東側の橋は、車が余裕ですれ違えるほどの道幅があり、更にその両側に一段高くなった歩道も備えている。歩道の外側には、胸丈ほどの鉄格子のような手すりがあって、そこから濠を覗き見る事も出来た。
南側の赤い橋とは趣が異なり、近代的で、いかにも重機を用いて造られた感じがあった。
そんな橋の中央には融雪装置が設けられており、車道は溢れ出すように流れている水によって積雪はない。一方、歩道には新雪が残っており、誰かの通った足跡が続いていた。
僕はなるべくローファーを濡らさないようにするために、その足跡を辿るように歩いたが、僕の足より一回り小さく、歩幅も狭かったので、結局、つま先の方から滲みてきた。

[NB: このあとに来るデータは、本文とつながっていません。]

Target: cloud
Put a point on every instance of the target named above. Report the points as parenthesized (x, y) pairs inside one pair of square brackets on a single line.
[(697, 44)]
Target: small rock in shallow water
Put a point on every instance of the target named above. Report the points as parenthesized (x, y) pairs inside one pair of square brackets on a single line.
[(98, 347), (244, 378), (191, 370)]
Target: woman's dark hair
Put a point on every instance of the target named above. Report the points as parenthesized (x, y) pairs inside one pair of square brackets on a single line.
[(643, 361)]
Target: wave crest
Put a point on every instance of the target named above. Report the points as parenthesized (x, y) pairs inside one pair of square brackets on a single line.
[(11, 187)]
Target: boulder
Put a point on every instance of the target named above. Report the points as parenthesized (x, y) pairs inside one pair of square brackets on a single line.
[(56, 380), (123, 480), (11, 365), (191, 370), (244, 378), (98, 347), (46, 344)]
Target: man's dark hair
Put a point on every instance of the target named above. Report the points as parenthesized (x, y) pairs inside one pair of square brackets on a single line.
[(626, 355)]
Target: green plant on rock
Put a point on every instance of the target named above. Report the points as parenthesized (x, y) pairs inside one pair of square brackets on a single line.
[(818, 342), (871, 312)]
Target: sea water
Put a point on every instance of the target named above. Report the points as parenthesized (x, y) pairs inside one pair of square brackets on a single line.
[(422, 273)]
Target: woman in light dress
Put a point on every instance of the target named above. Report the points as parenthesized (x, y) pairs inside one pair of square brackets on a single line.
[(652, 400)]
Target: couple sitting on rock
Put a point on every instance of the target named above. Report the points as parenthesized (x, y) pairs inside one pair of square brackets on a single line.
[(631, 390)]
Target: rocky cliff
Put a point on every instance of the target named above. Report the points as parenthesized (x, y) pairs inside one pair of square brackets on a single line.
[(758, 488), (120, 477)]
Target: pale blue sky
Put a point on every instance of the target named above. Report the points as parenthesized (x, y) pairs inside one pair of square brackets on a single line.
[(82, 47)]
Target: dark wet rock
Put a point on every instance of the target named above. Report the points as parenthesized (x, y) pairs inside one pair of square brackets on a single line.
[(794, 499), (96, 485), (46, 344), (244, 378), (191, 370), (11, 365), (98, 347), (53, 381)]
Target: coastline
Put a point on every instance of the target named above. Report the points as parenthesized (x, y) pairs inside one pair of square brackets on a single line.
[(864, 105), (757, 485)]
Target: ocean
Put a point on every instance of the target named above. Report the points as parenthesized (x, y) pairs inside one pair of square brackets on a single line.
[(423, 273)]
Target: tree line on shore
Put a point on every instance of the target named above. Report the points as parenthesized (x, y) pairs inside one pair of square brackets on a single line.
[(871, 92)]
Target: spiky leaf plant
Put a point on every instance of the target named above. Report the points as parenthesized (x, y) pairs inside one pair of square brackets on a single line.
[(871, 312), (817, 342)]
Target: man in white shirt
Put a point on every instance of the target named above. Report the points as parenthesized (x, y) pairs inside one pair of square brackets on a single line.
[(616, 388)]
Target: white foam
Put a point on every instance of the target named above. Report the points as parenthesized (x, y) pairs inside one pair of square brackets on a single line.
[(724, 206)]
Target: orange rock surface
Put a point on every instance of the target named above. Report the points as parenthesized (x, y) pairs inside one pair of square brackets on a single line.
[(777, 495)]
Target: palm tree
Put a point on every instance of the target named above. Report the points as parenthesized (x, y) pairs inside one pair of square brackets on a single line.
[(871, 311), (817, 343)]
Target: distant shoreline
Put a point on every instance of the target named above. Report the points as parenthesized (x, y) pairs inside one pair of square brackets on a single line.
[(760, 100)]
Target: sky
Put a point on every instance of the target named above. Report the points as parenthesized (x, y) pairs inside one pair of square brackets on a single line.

その足跡は、神社まで続いていたが、鳥居前には、ホースに穴をあけた簡易的な融雪装置が置いてあって、足跡と雪はそこで途絶えた。雪がなくなると、僕は足元の注意から解放され、自然と顔が上がった。
鳥居の前には誰か立っていた。
始めは、毎朝神社参拝にきている常連の爺さんかと思ったが、すぐに違う人物である事に気付き、僕は無意識に目を見開いた。
紺色のスカートとダブルのブレザー、えんじ色のスカーフ。この寒さを甘く見ているのか、或いは、風邪をひきたいのか、防寒具は身につけていない。
その人物は、吐息で手を温めると、視界の隅で僕の存在を捉え、顔を上げた。そして、温めたばかりの手を控えめに振ってくれた。
「おはようございます」
冬の乾いた空気にのって、春の旋律のような声が届いた。僕も反射的に「おはようございます」と返し、しばらく彼女の微笑みに見惚れた。
近くの広葉樹から湿った雪が落ち、熟れ過ぎた果実が潰れるような音がして、ようやく僕の意識は目の前の少女から離れた。僕は、少し冷静になった頭を捻り、質問を絞り出す。
「こんなところで、何してるんですか?」
少女は、少し間を空けてからはにかんで答えた。
「ここに来たら、会えると思って」
「え? 誰に?」
少女は、また少し間を空け、今度は上目遣いで僕を見た。
「君に」
僕は一瞬言葉を失った。
足先からは融けた雪が滲み込んできて、乾燥した冬の冷気は寒いはずなのに、身体は熱かった。綺麗と言うには幼過ぎて、可愛いと言うには大人びている。そんな彼女の笑みは、僕の心を乱し、熱を与えた。
それでも僕は、どうにか平常心を保とうと心掛け、動じていないふりをして「冗談でしょ」と聞き返した。すると、少女は、また間を空け、今度はいたずらっぽく笑った。
「半分」
女性という生物は本当に不思議だ。昨日は、連絡先も教えてくれなかったのに、今日は、突然現れ、会いに来たと言う。
その心理は、北陸の冬の気候のように変わりやすくて、猫のように気まぐれだ。だけど、嫌気はなく、それを許してしまう。だから、男は単純と言われてしまうのだろう。
「僕に何か用でも?」
今日は会えないと思っていた北高の少女に会えて、僕は浮かれていた。そのせいで、融けた雪が作る水溜まりに注意を払うことも出来ずに、歩み始めた。ローファーが滲みてももう気にもしなかった。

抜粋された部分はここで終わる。